I get the unspeakable shame and emotional pain and trauma of child abuse as a child and adult child. I get how you want to hurt yourself just to stop the pain and self-sabotage because you have no healthy sense of direction. I get it. Let’s talk about what creates trauma. Let’s talk about it without judgement. Let’s talk about how trauma and it’s buddies that keep you stuck.

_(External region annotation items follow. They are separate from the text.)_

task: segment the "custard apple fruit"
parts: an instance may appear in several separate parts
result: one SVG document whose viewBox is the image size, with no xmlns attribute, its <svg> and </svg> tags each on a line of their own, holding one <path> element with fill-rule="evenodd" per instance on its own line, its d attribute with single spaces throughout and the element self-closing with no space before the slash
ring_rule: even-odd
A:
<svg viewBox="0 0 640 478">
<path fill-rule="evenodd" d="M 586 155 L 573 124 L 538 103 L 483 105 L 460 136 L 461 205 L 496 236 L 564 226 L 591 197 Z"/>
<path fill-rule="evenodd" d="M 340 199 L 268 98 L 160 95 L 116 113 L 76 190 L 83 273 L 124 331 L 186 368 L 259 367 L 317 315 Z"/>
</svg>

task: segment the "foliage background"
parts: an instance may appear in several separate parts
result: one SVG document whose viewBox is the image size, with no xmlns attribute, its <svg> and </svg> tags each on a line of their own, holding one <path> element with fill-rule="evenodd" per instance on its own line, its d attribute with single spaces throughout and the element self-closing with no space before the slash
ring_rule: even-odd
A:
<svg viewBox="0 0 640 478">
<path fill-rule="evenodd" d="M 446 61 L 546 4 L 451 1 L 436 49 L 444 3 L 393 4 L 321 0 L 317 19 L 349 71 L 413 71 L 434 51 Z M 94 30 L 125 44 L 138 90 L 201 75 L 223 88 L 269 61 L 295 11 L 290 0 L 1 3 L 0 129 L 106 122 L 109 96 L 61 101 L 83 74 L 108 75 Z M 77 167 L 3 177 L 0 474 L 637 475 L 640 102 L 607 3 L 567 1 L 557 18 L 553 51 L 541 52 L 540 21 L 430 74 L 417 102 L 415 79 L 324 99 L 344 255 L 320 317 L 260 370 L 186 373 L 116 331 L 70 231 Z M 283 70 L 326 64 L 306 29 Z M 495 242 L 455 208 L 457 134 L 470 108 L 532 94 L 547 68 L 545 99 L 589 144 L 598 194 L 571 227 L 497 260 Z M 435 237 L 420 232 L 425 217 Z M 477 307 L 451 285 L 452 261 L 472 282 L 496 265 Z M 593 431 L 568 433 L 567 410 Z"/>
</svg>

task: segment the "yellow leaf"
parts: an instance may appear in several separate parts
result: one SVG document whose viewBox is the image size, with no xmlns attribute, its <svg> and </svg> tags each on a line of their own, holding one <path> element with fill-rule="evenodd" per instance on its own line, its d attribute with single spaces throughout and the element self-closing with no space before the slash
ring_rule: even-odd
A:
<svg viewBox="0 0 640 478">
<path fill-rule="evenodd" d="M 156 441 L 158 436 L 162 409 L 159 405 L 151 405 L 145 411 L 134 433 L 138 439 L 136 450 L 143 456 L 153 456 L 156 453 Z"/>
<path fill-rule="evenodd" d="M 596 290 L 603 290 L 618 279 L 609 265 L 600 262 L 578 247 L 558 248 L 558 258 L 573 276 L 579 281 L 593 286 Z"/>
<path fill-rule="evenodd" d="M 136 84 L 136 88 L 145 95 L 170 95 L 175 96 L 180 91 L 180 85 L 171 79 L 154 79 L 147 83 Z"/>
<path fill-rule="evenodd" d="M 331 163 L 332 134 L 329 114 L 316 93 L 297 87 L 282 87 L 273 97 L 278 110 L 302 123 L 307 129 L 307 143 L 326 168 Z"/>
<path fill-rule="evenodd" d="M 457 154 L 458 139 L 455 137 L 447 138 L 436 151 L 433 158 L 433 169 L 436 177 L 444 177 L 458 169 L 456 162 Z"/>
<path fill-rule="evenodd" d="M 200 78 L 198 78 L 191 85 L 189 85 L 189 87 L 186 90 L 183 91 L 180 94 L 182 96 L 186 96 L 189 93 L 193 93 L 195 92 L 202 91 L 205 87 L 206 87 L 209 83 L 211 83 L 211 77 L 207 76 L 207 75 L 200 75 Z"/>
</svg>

Let’s talk about mental health, alcoholism, drug addiction, mental illness. As we speak openly about these struggles of ours and those we know, the power of alcoholism, drug addiction and mental illness become manageable. Talk to everyone about how important mental health is and that ending the suffering is possible, talk to therapists, go to 12 step programs, and go to groups that are struggling with what you are struggling with, find your supporters, show up for your own recovery.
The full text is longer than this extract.